While DuPont did not disclose a value of the contract award, the service provider did confirm the new STRATCO alkylation unit is scheduled for startup in 2023.

Equivalent to and in some respects more stringent than Euro 6-quality fuel standards, China 6 emission standards taking effect in January 2021 cap the maximum sulfur content of gasoline and diesel at 10 ppm, according to China’s Ministry of Environmental Protection.

Hengyi Industries’ contract award for the new alkylation unit follows the operator’s start of Euro 5-quality transportation fuels to Brunei’s domestic market in May, according to a release from the company.

On May 18, Hengyi Industries delivered its first supply of gasoline, diesel, and Jet A1 fuel from the Pulau Muara Besar refinery to Brunei Shell Marketing Co. Sdn. Bhd. (BSM) as part of a long-term domestic market distribution agreement with BSM signed on Sept. 18, 2019, Hengyi Industries said.

As part of the agreement, the Pulau Muara Besar refinery will regularly supply BSM 190,778 bbl of gasoline, 159,924 bbl of diesel, and 76,807 bbl of jet fuel to meet Brunei’s monthly domestic demand for petroleum products.

The May 2020 supply milestone follows official startup of the Pulau Muara Besar refinery’s first $3.45-billion phase in November 2019, Hengyi Industries said.

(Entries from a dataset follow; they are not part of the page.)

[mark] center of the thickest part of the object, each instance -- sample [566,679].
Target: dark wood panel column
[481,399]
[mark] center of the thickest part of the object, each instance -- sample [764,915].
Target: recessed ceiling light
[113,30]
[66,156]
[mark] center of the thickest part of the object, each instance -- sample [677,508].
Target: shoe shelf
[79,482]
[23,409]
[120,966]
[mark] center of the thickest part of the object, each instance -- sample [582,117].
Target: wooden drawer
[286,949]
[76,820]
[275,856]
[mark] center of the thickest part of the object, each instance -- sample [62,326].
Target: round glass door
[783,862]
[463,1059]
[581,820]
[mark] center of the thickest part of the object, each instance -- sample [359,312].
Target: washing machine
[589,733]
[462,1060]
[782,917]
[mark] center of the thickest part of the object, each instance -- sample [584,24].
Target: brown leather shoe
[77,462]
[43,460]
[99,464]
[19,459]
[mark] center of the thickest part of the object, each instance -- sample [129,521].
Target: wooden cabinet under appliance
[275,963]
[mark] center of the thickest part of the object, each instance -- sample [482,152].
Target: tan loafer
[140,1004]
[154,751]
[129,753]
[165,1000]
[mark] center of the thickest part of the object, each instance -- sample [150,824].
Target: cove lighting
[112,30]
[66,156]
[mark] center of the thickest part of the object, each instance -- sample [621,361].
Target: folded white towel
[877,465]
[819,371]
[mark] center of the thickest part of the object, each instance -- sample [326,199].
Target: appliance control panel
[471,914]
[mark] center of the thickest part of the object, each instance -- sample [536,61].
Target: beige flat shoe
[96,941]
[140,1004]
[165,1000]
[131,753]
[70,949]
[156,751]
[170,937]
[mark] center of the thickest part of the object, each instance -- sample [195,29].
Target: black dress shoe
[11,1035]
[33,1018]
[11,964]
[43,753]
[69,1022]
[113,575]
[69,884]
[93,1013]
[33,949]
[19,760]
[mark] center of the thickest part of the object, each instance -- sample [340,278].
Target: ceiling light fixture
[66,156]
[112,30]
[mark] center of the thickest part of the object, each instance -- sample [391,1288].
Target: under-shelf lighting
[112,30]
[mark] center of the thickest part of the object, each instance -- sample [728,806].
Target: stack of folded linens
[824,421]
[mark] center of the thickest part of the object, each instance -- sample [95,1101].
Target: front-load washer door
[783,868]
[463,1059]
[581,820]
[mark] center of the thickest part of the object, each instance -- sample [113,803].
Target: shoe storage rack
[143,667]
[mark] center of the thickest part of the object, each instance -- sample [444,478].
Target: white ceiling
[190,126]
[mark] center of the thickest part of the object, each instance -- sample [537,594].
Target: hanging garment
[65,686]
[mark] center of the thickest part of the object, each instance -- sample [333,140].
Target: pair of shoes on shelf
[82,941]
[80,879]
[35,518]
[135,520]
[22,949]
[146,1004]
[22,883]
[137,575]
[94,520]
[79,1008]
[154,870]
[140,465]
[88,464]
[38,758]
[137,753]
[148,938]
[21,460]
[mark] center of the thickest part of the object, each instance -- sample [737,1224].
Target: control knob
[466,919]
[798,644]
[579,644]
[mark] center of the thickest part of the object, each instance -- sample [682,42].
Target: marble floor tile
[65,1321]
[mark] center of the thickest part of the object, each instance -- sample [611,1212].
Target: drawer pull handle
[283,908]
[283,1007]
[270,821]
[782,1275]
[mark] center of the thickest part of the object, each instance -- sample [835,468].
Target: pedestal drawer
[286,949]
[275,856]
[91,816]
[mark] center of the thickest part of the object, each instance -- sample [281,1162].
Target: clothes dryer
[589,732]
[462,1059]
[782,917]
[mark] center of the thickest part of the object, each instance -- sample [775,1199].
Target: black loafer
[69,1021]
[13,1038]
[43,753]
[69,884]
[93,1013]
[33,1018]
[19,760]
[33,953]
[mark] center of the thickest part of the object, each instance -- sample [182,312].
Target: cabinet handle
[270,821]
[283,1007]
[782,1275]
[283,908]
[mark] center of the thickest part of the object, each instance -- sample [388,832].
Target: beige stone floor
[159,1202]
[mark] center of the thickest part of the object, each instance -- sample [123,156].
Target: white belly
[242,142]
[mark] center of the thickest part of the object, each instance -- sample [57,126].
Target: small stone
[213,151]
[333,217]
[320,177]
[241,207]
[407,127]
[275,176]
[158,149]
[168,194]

A second phase, which includes plans for further expansion of the site’s aromatics and cracker plant as well as increasing the refinery’s crude processing capacity by 14 million b/d to 22 million b/d, is scheduled for commissioning in 2022, according to information on operator’s website and local media reports from China and Brunei.

The Pulau Muara Besar refinery is jointly owned by Hengyi (70%) and the government of Brunei (30%).

TRANSPORTATION Quick Takes

Gaz-System awards Baltic Pipe support contract 

Polish natural gas transmission system operator Gaz-System SA awarded Nova People–together with its subcontractors Fulkrum Technical Resources (UK) and PUI  EKO-INWEST SA (Poland)–a contract to provide specialized personnel to support survey, construction, and inspection for both offshore pipelay and landfall operations of its 275-km, 10-billion cu m/year Baltic Pipe project.

Gaz-System is responsible for developing the 36-in. OD pipeline from Faxe, Denmark, to landfall at Pogorzelica, Poland. Energinet.dk will take it across Denmark and finalize its route and offshore tie-in to Europipe. The project has an expected completion date of fourth-quarter 2022, with Saipem Ltd. starting pipelay third-quarter 2021.

Baltic Pipe is being co-financed by the European Union to create a new inter-European gas corridor supplying gas directly from Norway via Europipe to markets in Denmark, Poland, and adjacent countries.

Gaz-System earlier this year hired Germanischer Lloyd Industrial Services GMBH, part of international DNV GL group, to provide marine warranty surveyor services for the largely subsea natural gas pipeline (OGJ Online, June 29, 2020). 

Brooge hydrotesting Phase II UAE storage 

Brooge Energy Ltd., a midstream oil storage and service provider outside the Strait of Hormuz, adjacent to the Port of Fujairah in the UAE, through its wholly-owned subsidiary Brooge Petroleum and Gas Investment Co. FZE, is hydrotesting its eight-tank Phase II storage expansion.

Completion of Phase II construction will increase Brooge’s total oil storage capacity to 6.3 million bbl, from its current capacity of 2.5 million bbl.

A planned Phase III expansion would bring total storage capacity for crude oil, fuel oil, and clean products up to 28.3 million bbl (OGJ Online, July 15, 2020). Phase III will be built in conjunction with a planned 180,000-b/d refinery.

Cheniere awards Worley MSA for Corpus Christi LNG 

Cheniere LNG has awarded Worley a master services agreement to provide civil, structural, mechanical, instrumentation and electrical, heating, ventilating, and air conditioning, and marine construction services at Cheniere’s 10-million tonne/year Corpus Christi liquefaction plant. Worley will provide a nested, onsite team to execute small capital construction projects at the Corpus Christi plant.

Corpus Christi Trains 1 and 2 are operational. Train 3 is under construction and expected to be completed in 2021, bringing total capacity to 13.5 million tpy.

Worley recently supported Cheniere with project and operations standards development to maintain and improve all Cheniere assets.